Avecado Benchmarking - Paul’s Blog

I’ve written about how to set up Avecado and how to run avecado_server to serve tiles, but haven’t gotten as far as generating benchmark results, the goal of my work.

Avecado_server serves tiles over HTTP, allowing the use of HTTP benchmarking tools. There are many specialized tools, but for the simple needs here, curl and GNU Parallel work and are simple to use.

The best practice for benchmarking is to have the list of tiles in a file, so that they are generated in the same order and to make it easy to either generate all tiles or a pre-defined list.

For this benchmark, I’m using a list of all medium-low zoom tiles. This can be generated with a set of nested for loops.

for z in `seq 5 6`; do
  for x in `seq 0 $((2**$z))`; do
    for y in `seq 0 $((2**$z))`; do
      echo "$z/$x/$y" >> tiles.txt
    done
  done
done

These loops build a list of medium-low zoom tiles to render. With the offset of three zoom levels introduced before, the list is equivalent to zoom 8 and 9 meta-tiles. Tiles of a lower zoom than this are not well suited for benchmarking because there are so few of them and they take so long individually that the benchmarks are highly variable.

Fetching the tiles

GNU Parallel can be used to manage fetching the tiles. On Ubuntu this can be installed with sudo apt-get install parallel. It is then just a matter of constructing a suitable parallel command.

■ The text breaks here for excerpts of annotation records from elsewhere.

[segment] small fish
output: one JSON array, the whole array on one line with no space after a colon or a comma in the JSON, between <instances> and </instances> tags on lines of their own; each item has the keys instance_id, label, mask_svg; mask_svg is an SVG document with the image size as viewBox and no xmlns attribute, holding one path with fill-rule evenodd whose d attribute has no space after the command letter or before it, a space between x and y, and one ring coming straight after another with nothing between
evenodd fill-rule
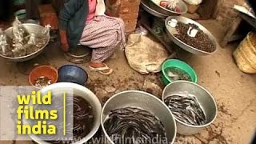
<instances>
[{"instance_id":1,"label":"small fish","mask_svg":"<svg viewBox=\"0 0 256 144\"><path fill-rule=\"evenodd\" d=\"M188 92L170 94L164 102L176 118L185 123L200 126L206 122L206 114L197 98Z\"/></svg>"}]
</instances>

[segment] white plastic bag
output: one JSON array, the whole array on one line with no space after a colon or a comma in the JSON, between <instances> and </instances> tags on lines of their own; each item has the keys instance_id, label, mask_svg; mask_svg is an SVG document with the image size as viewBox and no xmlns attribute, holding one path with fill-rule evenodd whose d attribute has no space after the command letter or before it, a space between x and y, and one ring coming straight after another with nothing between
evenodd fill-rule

time parallel -a tiles.txt -j8 --progress curl -s -o /dev/null "http://localhost:8080/{}.pbf"

This command tells parallel to start up instances of curl to fetch the vector tiles, not save the result, keep 8 downloads running at a time, and display a progress meter. After all the tiles are downloaded the time taken is printed.

A constant complication with benchmarking is caching. Normally if when a SQL query is run or a tile rendered twice it is faster the second time, as the data is cached in RAM. This tends to be less of an issue with low-zoom tiles than high-zoom ones, but still needs to be accounted for. There are several techniques for this, but the one best suited here is to run the benchmark multiple times and discard the results of the first run.

parallel -a tiles.txt -j8 --progress curl -s -o /dev/null "http://localhost:8080/{}.pbf"
time parallel -a tiles.txt -j8 --progress curl -s -o /dev/null "http://localhost:8080/{}.pbf"

Running this, I get a time of 18 minutes 47 seconds, or 1127 seconds.

Measuring variability

It’s important to know the variability of a benchmark. This is done by repeating the same test multiple times, in this case 25 times, resulting in an average of 1231 seconds and a standard deviation of 54 seconds, or 4.3%. This is not great, but reasonable given the small number of tiles and their low zoom.

Testing a custom index

The time to complete a benchmark run will vary with server hardware, database setup, OS setup, data loaded, and other factors so a single time by itself isn’t very useful. By changing something and testing again, we can identify if that change was an improvement. One simple change is adding a custom partial index.

A partial index is one where instead of indexing an entire table, it only indexes a subset of it, making the index smaller, faster to use, and one that will return fewer rows, eliminating some disk fetches and subsequent filtering of rows. If a query has a WHERE clause which matches with that of the index then PostgreSQL can make use of the partial index.

OpenStreetMap-Carto has a number of layers used for labeling that have the name IS NOT NULL in a WHERE clause in their SQL. Of the 167 million polygons in the planet database, only 4.8 million or 3% have names and match the condition. A partial index can be created for these named polygons with

CREATE INDEX planet_osm_polygon_name_index 
  ON planet_osm_polygon 
  USING gist ( way ) 
  WITH (fillfactor=100) 
  WHERE name IS NOT NULL;

This index is 0.5GB instead of the 17GB the normal polygon index is, so it’s reasonable to expect significant speed improvements for those layers, resulting in overall gains. The entire point of benchmarking is to verify that what we think changes speed actually will. Running the benchmark four times and discarding the first run gives an average time of 1013 seconds, 18% faster than before.

This is a speed increase showing the value of partial indexes, particularly on low-middle zoom tiles.